What is GIVEN and why is it needed?
The GIVEN Institute (“GIVEN”) is a not-for-profit organization dedicated to activating the gifts of young adult women for the Church and the world. We inspire and equip the next generation of female leaders to “receive the gift that they are; realize the gifts they’ve been given; and respond with the gift that only they can give.” Through leadership training, faith formation, and dedicated mentoring, GIVEN forms women for mission and for life.
The flagship event of the GIVEN Institute is the Catholic Young Women’s Leadership Forum. The event (to take place every 2 years) will bring together a diverse group of young adult women from across the country for a multi-day forum. It is designed for young adult Catholic women seeking leadership training, faith formation, and support to better understand and pursue their particular mission and/or vocation. Emerging leaders will have the opportunity to hear from and be mentored by leading Catholic women in both ecclesial and secular fields.
GIVEN was formed to serve young adult Catholic women, who are an underserved though critical demographic marked by a search for identity, community, and purpose. GIVEN’s programming is designed for women between the ages of 21-30, who are navigating a period of time between college graduation and vocational commitment or professional clarity.
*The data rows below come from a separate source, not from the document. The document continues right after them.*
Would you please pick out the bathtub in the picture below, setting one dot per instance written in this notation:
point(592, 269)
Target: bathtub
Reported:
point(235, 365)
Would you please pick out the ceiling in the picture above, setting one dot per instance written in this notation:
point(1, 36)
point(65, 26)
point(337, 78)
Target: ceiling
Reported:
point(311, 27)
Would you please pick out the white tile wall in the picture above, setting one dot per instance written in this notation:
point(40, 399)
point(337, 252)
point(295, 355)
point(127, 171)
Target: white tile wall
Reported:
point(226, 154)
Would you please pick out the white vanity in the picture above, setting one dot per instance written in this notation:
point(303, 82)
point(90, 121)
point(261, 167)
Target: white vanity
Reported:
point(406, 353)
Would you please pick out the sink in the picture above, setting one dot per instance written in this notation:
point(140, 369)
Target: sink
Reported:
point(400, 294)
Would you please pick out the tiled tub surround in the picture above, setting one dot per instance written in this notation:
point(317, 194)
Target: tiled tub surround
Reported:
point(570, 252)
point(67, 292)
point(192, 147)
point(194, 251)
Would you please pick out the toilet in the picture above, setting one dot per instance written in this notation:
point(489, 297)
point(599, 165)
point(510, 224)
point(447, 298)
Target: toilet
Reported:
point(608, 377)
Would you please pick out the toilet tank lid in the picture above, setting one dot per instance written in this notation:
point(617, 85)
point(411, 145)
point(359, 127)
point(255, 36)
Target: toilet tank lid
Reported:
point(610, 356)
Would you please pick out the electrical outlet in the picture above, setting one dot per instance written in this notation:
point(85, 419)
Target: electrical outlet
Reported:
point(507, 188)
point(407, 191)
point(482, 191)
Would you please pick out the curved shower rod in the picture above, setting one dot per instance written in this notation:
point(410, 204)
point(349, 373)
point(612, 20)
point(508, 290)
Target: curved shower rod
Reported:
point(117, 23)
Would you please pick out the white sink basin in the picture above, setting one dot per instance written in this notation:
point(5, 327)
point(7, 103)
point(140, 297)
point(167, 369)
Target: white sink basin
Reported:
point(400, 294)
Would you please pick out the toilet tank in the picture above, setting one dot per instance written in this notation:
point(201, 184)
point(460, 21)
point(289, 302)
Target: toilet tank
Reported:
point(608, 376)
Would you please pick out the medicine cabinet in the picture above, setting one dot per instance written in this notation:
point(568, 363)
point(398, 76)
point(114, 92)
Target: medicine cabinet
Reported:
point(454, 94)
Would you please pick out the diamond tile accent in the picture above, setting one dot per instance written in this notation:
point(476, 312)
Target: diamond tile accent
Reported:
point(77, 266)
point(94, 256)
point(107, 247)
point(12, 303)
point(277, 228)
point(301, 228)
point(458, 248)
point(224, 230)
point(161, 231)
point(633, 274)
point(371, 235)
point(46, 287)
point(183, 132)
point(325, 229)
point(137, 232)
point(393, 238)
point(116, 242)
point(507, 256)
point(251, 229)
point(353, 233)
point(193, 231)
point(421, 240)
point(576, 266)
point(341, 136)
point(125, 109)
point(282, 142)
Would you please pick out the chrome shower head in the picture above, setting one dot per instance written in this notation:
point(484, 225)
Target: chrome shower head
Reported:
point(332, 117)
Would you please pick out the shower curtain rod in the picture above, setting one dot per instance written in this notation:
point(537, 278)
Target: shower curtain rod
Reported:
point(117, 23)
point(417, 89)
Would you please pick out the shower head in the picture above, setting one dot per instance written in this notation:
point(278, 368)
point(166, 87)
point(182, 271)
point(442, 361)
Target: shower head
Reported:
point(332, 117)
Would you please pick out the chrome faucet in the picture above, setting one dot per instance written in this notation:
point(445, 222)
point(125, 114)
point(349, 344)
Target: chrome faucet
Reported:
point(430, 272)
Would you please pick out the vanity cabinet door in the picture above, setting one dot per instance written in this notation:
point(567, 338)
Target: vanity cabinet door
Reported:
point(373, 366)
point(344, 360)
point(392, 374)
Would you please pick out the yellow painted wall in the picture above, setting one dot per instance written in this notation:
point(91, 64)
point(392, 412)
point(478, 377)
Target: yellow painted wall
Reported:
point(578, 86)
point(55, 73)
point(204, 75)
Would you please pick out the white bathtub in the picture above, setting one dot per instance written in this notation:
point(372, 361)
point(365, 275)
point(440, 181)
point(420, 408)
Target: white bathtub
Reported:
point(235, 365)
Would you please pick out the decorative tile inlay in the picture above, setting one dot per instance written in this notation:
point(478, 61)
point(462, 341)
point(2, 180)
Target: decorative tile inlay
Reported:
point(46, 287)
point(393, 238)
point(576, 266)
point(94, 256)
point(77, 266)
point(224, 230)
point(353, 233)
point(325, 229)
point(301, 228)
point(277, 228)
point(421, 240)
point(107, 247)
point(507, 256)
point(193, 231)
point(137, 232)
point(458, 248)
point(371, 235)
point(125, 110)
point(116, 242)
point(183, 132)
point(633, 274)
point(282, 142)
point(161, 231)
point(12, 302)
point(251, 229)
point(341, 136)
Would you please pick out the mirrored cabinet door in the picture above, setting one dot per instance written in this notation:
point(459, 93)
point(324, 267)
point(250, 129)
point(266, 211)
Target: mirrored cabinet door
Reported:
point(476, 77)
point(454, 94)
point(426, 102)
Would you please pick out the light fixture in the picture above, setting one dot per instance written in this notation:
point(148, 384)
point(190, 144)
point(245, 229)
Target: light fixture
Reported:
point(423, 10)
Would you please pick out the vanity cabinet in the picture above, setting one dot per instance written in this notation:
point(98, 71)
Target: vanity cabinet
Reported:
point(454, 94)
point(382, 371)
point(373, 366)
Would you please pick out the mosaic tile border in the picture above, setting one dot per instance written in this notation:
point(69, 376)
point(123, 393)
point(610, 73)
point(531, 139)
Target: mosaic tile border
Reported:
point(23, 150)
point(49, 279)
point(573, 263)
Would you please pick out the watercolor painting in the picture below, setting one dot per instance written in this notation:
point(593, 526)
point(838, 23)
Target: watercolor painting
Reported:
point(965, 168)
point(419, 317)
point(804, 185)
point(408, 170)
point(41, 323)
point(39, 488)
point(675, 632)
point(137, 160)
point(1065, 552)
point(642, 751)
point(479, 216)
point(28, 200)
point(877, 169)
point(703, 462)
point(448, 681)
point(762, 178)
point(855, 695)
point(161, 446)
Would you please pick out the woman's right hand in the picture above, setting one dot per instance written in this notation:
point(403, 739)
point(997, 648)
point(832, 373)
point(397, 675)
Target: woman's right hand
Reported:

There is a growing number of highly educated, talented young adult women who are looking to make this period of their lives fruitful and purposeful, who want to know that their gifts are needed. GIVEN will identify, equip, and position these women to find a meaningful path for this period, one which also opens up possibilities for their future and enables them to find ways to put their gifts in service to the Church and the common good.
Many excellent corporate leadership development programs do exist; however, growth in leadership is often framed as something in tension or at odds with other vocational responsibilities. There are many Catholic ministries and apostolates which provide faith formation to women, but few, if any, explicitly invest in their leadership development.
GIVEN will bring together these elements of leadership development, faith formation, and mentorship to provide a comprehensive and transformative personal investment in the lives of future Catholic women leaders.
By investing in this demographic, the Church is also making an investment in its future. Throughout the course of this summer, many commentators noted that an incisive presence of faithful, skilled women would help the Church in its renewal and reform. But it’s also a matter of urgency for the life and mission of the Church.
The distinct phenomena of the disaffiliation of young adult women, an aging population of religious sisters, and a culture which undervalues marriage and family life will soon converge. From its earliest days, women have been the backbone of the life and mission of the Church. This is a critical time for the Church to inspire and equip the next generation of Catholic women leaders to put their gifts in service of the Gospel.